Cardlytics: 6 Reasons Stock Is Going Down (NASDAQ:CDLX)

Young lady using a banking app on her phone

Marko Geber

Cardlytics, Inc. (NASDAQ:CDLX) is facing some challenges in the current macro environment, like all other advertising companies. The stock price is not immune to the overall market and has dropped significantly. Following up with my previous coverage of CDLX, I think it is worth discussing the updated fear factors associated with CDLX after Q2 2022 while I am still long the stock.

The activation rate went down

Last quarter, the billings growth is 26% (lower than long term target of 30%). Given the challenging macro environment, I think it is not bad. But the chart below shows that CDLX’s activation rate went down during Q2 2022. This is a concern because some advertisers might question CDLX’s conversion capabilities. If nobody activates those ads, it means: 1. nobody knows about CDLX’s ads; 2. CDLX’s ads are not interesting; and 3. nobody cares.

A counterargument is that CDLX offers much more choices than before. And there are more subscription-based ones that have naturally low activation rates. The activation rates and redemption rates for Starbucks’ (SBUX) offer could be as much as 15 to 30x more than an offer for AT&T (T).

CDLX activation rates

CDLX activation rates (CDLX presentation)

The self-service platform is not showing huge momentum

The majority of bank people are still not on the server. The process is so slow that people worry that CDLX will delay their target of reaching 50% of MAUs to the ad server by the end of 2022. This ad server idea has gotten people excited for a while because of the possibility of truly scaling and elevating consumer experiences. However, it has been several quarters, and CDLX hasn’t shown the exponential growth that was expected. I started to question if there are any engineering issues and how automatic that platform truly is.

Not a mainstream platform

Multi-touch attribution (MTA) can attribute credit for a conversion to one or more touchpoints from the perspective of the customer’s journey. It is the practice that is widely used in the industry. There are lots of tools available and lots of experiences around them. MTA can also be programmed so advertisers can quickly understand ROIs. This is what CDLX lacks, which makes it difficult to be mainstream in terms of advertising. During tough macro times like we are having right now, CDLX may be the first to be dumped instead of Google (GOOG) (GOOGL) and Meta (META) because in my view CDLX is not a platform businesses really rely on.

Mediocre product

CDLX’s product offerings don’t reflect its potential and value for customers. CDLX is doing a well enough job to keep them on those banking apps but I don’t think the banks are super excited. After all, those tiles are static and not user-friendly. It is boring. This explains why only 20-30% of MAUs actually look at them.

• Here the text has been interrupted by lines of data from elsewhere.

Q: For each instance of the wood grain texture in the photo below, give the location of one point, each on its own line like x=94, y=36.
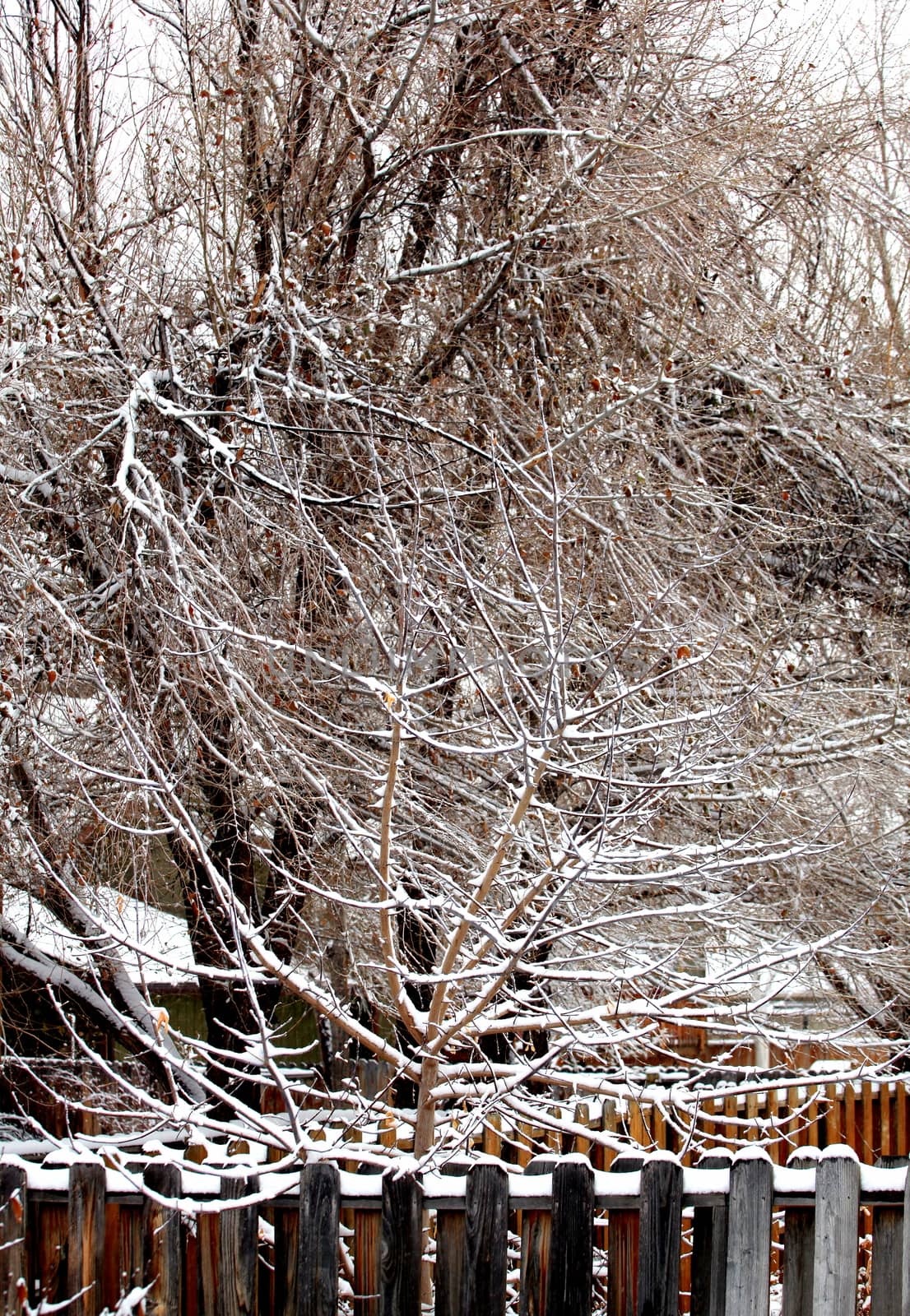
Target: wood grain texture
x=237, y=1267
x=659, y=1244
x=318, y=1234
x=86, y=1239
x=886, y=1252
x=569, y=1285
x=287, y=1247
x=798, y=1258
x=535, y=1248
x=401, y=1245
x=451, y=1253
x=623, y=1230
x=162, y=1250
x=486, y=1235
x=13, y=1224
x=837, y=1223
x=708, y=1248
x=748, y=1237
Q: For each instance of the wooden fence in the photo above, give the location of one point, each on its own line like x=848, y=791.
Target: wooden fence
x=646, y=1239
x=872, y=1118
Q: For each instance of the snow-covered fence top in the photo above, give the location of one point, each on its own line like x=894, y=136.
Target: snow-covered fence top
x=177, y=1241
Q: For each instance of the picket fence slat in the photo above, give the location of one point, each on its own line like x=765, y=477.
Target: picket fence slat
x=237, y=1267
x=748, y=1236
x=86, y=1239
x=572, y=1245
x=451, y=1253
x=451, y=1244
x=486, y=1223
x=837, y=1217
x=798, y=1247
x=708, y=1248
x=659, y=1237
x=401, y=1247
x=623, y=1248
x=535, y=1248
x=318, y=1230
x=161, y=1241
x=13, y=1226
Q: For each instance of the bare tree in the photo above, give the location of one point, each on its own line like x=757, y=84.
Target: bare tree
x=436, y=541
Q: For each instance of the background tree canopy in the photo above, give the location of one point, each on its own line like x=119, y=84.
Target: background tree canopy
x=456, y=506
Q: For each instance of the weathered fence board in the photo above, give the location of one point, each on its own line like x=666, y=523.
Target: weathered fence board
x=623, y=1249
x=798, y=1248
x=486, y=1223
x=837, y=1216
x=748, y=1236
x=535, y=1248
x=86, y=1239
x=708, y=1248
x=89, y=1236
x=318, y=1273
x=569, y=1283
x=401, y=1247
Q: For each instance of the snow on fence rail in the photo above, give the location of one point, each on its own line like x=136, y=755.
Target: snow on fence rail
x=175, y=1241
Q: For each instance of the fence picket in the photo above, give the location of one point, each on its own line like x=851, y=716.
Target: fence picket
x=401, y=1245
x=623, y=1248
x=798, y=1245
x=569, y=1287
x=708, y=1248
x=837, y=1219
x=237, y=1267
x=486, y=1224
x=748, y=1235
x=659, y=1243
x=13, y=1226
x=86, y=1239
x=535, y=1248
x=886, y=1248
x=318, y=1232
x=162, y=1250
x=122, y=1240
x=451, y=1253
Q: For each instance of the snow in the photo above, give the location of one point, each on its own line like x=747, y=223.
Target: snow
x=155, y=945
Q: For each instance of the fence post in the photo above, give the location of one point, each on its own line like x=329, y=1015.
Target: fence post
x=535, y=1248
x=239, y=1250
x=318, y=1235
x=886, y=1247
x=662, y=1227
x=798, y=1245
x=451, y=1253
x=13, y=1221
x=486, y=1226
x=623, y=1230
x=837, y=1221
x=162, y=1254
x=708, y=1247
x=287, y=1250
x=86, y=1239
x=401, y=1244
x=569, y=1285
x=748, y=1235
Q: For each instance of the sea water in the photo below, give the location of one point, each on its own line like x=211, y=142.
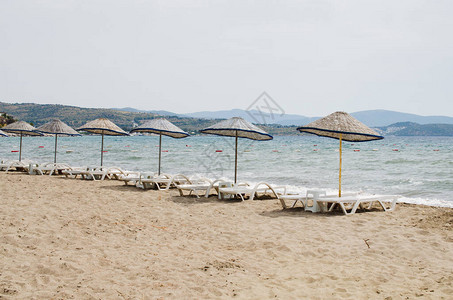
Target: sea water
x=420, y=169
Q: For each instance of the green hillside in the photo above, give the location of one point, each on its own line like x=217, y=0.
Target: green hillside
x=38, y=114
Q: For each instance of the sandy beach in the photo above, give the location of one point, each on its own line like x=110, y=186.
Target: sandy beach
x=73, y=239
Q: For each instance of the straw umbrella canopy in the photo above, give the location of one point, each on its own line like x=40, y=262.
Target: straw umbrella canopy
x=161, y=126
x=103, y=127
x=342, y=126
x=238, y=128
x=3, y=133
x=21, y=128
x=57, y=127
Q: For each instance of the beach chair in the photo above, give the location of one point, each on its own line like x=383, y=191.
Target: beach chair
x=76, y=171
x=21, y=166
x=133, y=178
x=198, y=187
x=4, y=165
x=243, y=190
x=163, y=181
x=350, y=204
x=48, y=168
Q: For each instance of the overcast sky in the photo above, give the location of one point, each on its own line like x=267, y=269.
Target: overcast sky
x=311, y=57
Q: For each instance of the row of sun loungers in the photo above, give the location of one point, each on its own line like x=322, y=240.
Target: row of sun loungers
x=311, y=200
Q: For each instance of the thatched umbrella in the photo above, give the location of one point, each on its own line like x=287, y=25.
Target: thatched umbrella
x=57, y=127
x=104, y=127
x=21, y=128
x=3, y=133
x=340, y=125
x=238, y=128
x=161, y=126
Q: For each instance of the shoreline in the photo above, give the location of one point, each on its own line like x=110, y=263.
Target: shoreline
x=64, y=238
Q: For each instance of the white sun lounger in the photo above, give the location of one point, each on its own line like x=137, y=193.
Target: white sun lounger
x=305, y=198
x=101, y=173
x=18, y=165
x=48, y=168
x=4, y=165
x=244, y=190
x=350, y=204
x=162, y=181
x=199, y=187
x=134, y=178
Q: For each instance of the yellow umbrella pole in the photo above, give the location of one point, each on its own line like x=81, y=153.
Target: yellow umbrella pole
x=339, y=178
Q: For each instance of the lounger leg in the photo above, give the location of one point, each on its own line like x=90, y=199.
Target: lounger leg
x=284, y=204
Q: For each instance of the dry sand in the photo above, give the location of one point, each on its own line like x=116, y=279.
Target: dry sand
x=68, y=238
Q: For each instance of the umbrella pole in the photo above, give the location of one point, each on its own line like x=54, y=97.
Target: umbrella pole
x=55, y=157
x=102, y=149
x=20, y=147
x=160, y=151
x=339, y=178
x=236, y=159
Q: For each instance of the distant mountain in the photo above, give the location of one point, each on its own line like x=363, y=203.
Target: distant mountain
x=127, y=118
x=74, y=116
x=156, y=112
x=375, y=118
x=254, y=116
x=372, y=118
x=415, y=129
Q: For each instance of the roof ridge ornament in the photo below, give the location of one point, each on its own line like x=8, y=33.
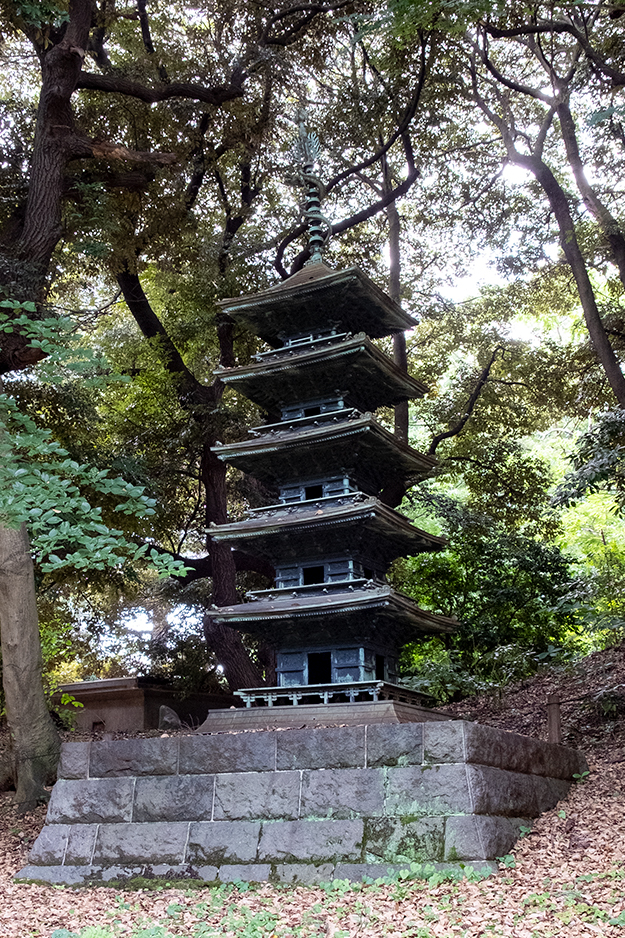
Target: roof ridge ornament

There are no graphics, videos, or pop-up pages to show ads. CDLX could not make it more lively and engaging. Of course, CDLX could blame banks to be slow on adaption. But that sounds like an excuse to me. Why CDLX don’t help and facilitate changes in bank UI?

Banks may drop CDLX

This is always a concern. Banks have lots of initiatives going on which may involve investing in in-house ad tools or consumer analytical capabilities. News about these can always be interpreted as one step closer to dropping CDLX. The recent Figg acquisition can be a big issue for CDLX given the similarities between the two businesses. But I think the Figg acquisition should not be a move to replace CDLX. Chase’s (JPM) intention is to focus on SMB offers and analytics, as Figg has a stronger focus on SMB and local deals.

Will there be another similar acquisition or partnership by Chase and other banks? I am pretty sure there will be. The fact that CDLX has very little leverage and pricing power over those big banks is a concern. Banks don’t rely on CDLX, but CDLX does rely on banks. For now, it is a good thing to have CDLX in those banking apps. But there is no guarantee this will be the case 3-5 years from now.

The pace of tech innovation in CDLX is not impressive

CDLX just needs to do a better job on its platform. I don’t think they have done much in personalization and targeting. Those deals have been there for years, why I don’t see significant technological improvements other than more icons? CDLX’s main focus is customer onboarding and business expansion in the last several years. And I agree they did a good job on marketing and getting huge MAUs. The Bridg and Dosh acquisitions are also exciting. But what about its own tech stack? Why they cannot launch the ad server and self-service much earlier? Compared to other tech companies such as Shopify (SHOP), Block (SQ), and Asana (ASAN), CDLX’s pace of tech development is just not impressive.

Bottom line

Although these concerns will keep haunting CDLX in the near future, I don’t think they undermine the opportunities and growth potentials that it offers (I covered in my previous article). Companies are facing challenges here and there all the time. No moat is guaranteed. The good news is that some of these issues can be solved by simply improving its product offerings. The new CEO, Karim Temsamani, has experience working with media and publishing businesses like Time Inc, advertising tech like Google, and banking/financial products like Stripe. He definitely understands data science, software engineering, banking, advertising, and media. I think he is a perfect fit and will bring lots of unique perspectives to CDLX.